Winter is coming and I’m so glad
Mornings are getting darker now. Crispy, cool air sneaks in through open windows at night. My wool slippers have been dug out from the back of my closet. The kindling basket next to the wood stove has been filled.
Winter is coming and I’m so glad.
Not for the cold. Workouts in long johns and parkas always feel constricted. Breaking ice with a sledge hammer never feels fun, despite best efforts to convince myself it’s honest labour. Sitting on the concrete bench of an unheated hockey rink when it’s -30c outside is a special type of hell reserved for the dutiful and delusional.
Alas, the frozen toes and multiple layers of clothing are all worth it. All those busy summer and fall days, harvesting and processing our food, bring slow mornings warming ourselves by the wood cook stove. Lingering with steaming cups of coffee or tea over long conversations. Board games with suppers, feasting on fatty ribs. Skating on our pond. Lying on a bed of downy snow while staring at that winter blue sky in absolute silence, save the ever-industrious woodpeckers and the shushing of cedar bows above. Feasts with farmer friends that have surfaced from their busy seasons, too.
Winter is magic. Winter is quiet celebration. A luxurious slowness befalls the weary body. I am as tied to the seasons of our place in the world as I am to my understanding of self. I don’t just eat seasonally, we live seasonally. It seems a mandate of nature that we have overridden with technology.
I was up at 4:30 this morning. I don’t know why. But I found myself reading a good book in my kitchen. My three dogs, a motley bunch, vying for my attention. A fresh pot of bone broth bubbling on the stove. My daughter has to wake up at 5:30 to catch her country school bus. She doesn’t like being rushed so gives herself an extra thirty minutes so she doesn’t have to be. It’s nice to have that morning time with her, talking quietly about her world while the rest of life still sleeps. It’s our time to be alone, a time before putting on our armour to take on the world. She gives me her vulnerability and I listen.
We had a bigger farm before we moved here. It was a vortex of endless tasks and overwhelming exhaustion. We weren’t twenty anymore and that wasn’t what we wanted out of life. Our older daughters watched as we drove ourselves into the ground, coming in from tasks at midnight, so busy we had to make dates in our agenda to really spend time together. So we re-evaluated as we do.
It’s always been Us first, that being my husband and I. That’s the deal. Then family. Then who cares what. It wasn’t working. We didn’t know where we even were in priorities, but it was far down the list.
So, we packed up an entire farm, a task not for the faint of heart, and we moved here. Downsized. Slowed down. Put ourselves and our family where they needed to be.

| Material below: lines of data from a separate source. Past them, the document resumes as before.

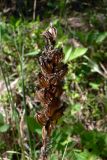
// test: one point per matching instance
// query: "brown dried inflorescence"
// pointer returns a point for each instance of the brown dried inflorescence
(50, 81)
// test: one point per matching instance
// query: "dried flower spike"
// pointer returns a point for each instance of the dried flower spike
(50, 88)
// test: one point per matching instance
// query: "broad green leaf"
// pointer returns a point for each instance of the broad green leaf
(78, 52)
(74, 53)
(33, 53)
(4, 128)
(101, 37)
(1, 119)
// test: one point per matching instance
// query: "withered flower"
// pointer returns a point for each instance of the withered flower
(50, 82)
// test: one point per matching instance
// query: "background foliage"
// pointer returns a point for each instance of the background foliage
(81, 133)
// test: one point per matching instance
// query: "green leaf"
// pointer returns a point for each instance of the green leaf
(75, 53)
(101, 37)
(4, 128)
(33, 53)
(78, 52)
(33, 125)
(68, 54)
(1, 119)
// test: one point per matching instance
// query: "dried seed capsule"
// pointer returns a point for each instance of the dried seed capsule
(52, 107)
(41, 118)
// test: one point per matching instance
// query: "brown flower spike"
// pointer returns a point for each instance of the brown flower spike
(50, 81)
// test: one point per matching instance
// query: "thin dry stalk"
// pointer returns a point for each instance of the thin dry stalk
(50, 81)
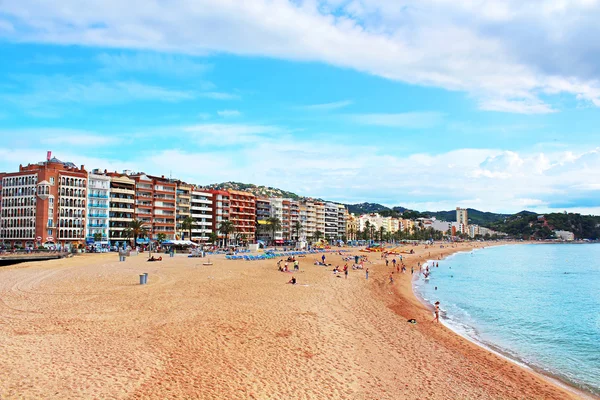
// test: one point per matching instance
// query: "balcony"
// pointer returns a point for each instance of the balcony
(91, 205)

There’s still many tasks the busy warm seasons bring. It’s not a small undertaking to grow, raise, forage, dry, preserve, ferment, harvest, hunt, and butcher one’s own food. It’s a lot of work, to be sure. But work is not bad, it’s life. It’s what we are here to do. There needs to be a distinction between “busy” and purposeful work. Any meaningless or frivolous task brings distress.
Our work feeds us completely – body, mind, and grateful souls.
So, bring on winter. And like the wilds we are a part of, we will slow down. Rest. Hibernate. Marvel at the beauty of it all.
The pictures are of the sunrise over our beautiful lake, my morning attention-seeking crew, and a walk harvesting treasures in our forest yesterday.